Aggiungiamo, a conferma, il recente rovescio elettorale di PDL-Mediaset, diverso dagli smacchi subiti in passato, perché frutto di un esaurimento identitario e di una vera perdita di spinta propulsiva. Il che vuol dire che nel nuovo Parlamento Mediaset avrà meno presa che in qualsiasi momento del passato, e che potrebbe trovarsi nell’impossibilità di avere le leggi e i ministri “ad aziendam” che ne hanno lastricato fin qui il cammino verso il monopolio della pubblicità generalista. Dunque La7 può provare a tele sognare senza strafare, in attesa di raccogliere i frutti, al primo precipitare della situazione d’insieme.
Per capire le ambizioni della tv di Telecom suggeriamo di tenere d’occhio innanzitutto le alleanze e integrazioni internazionali, indispensabili per assicurarsi il prodotto seriale (si sussurra di Bertelsmann, l’unica grande corporation dei media in Europa, che da tempo si è sbarazzata dei Berlusconi di casa propria. Ricordate il disastro di Kirk che pareva dovesse spopolare a colpi di finanza e politica senza produrre un’ora che fosse una, ma che non essendo in Italia è finito scoppiato?). Se il mercato internazionale rivelerà l'audacia delle ambizioni di La7, la politica dei programmi mostrerà se essa è un aggregato saltuario di talenti o possiede invece il passo di una vera direzione editoriale.

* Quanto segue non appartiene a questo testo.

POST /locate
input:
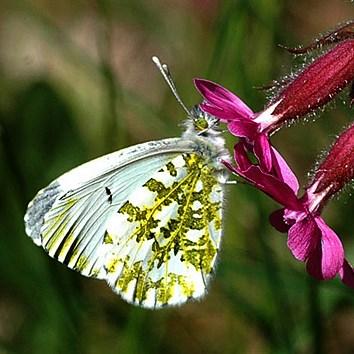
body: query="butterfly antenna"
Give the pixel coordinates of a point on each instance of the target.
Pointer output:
(163, 68)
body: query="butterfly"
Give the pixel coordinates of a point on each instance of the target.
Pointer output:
(147, 219)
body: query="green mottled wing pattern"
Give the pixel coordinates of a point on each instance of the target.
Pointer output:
(164, 239)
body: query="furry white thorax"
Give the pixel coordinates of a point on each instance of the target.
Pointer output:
(209, 142)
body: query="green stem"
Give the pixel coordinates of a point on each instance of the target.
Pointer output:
(315, 316)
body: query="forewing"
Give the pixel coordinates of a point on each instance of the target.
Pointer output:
(69, 217)
(164, 239)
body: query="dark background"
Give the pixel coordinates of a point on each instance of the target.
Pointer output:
(77, 81)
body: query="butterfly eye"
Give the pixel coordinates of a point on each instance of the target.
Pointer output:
(200, 123)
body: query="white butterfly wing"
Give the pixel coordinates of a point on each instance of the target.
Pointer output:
(69, 217)
(147, 219)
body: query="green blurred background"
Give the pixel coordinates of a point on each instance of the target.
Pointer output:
(77, 81)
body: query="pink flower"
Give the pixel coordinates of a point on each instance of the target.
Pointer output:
(310, 89)
(230, 109)
(310, 239)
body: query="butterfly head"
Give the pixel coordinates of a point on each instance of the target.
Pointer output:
(202, 121)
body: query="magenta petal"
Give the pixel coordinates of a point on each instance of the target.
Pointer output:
(270, 185)
(303, 237)
(346, 274)
(224, 115)
(243, 128)
(262, 149)
(241, 157)
(276, 219)
(222, 98)
(327, 258)
(283, 171)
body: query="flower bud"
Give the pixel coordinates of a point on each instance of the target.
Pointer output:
(337, 169)
(316, 84)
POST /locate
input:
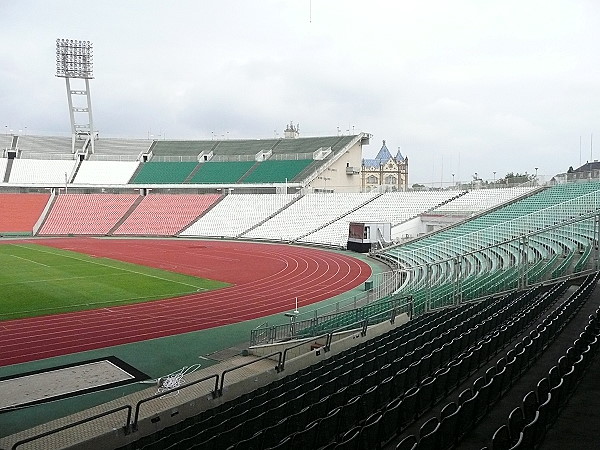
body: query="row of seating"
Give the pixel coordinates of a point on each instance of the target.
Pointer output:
(528, 423)
(413, 333)
(490, 269)
(489, 389)
(416, 375)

Scivoloni come il Barbareschi shock o il programma sui mestieri denunciano una qualche naiveté, perché altrimenti non si sarebbe ceduto a un bravissimo attore che pretendeva di mostrarsi filosofo, né si sarebbe pensato di fare intrattenimento con una argomento angosciante come la mancanza di lavoro (tentativo fallito già da altri, compresa la mitica Rai Tre di venti anni fa). Ma appunto, sbagliando si impara, specie se si ha la fortuna di potersi sbarazzare degli errori anziché dei talenti, che pare invece una specialità degli altri.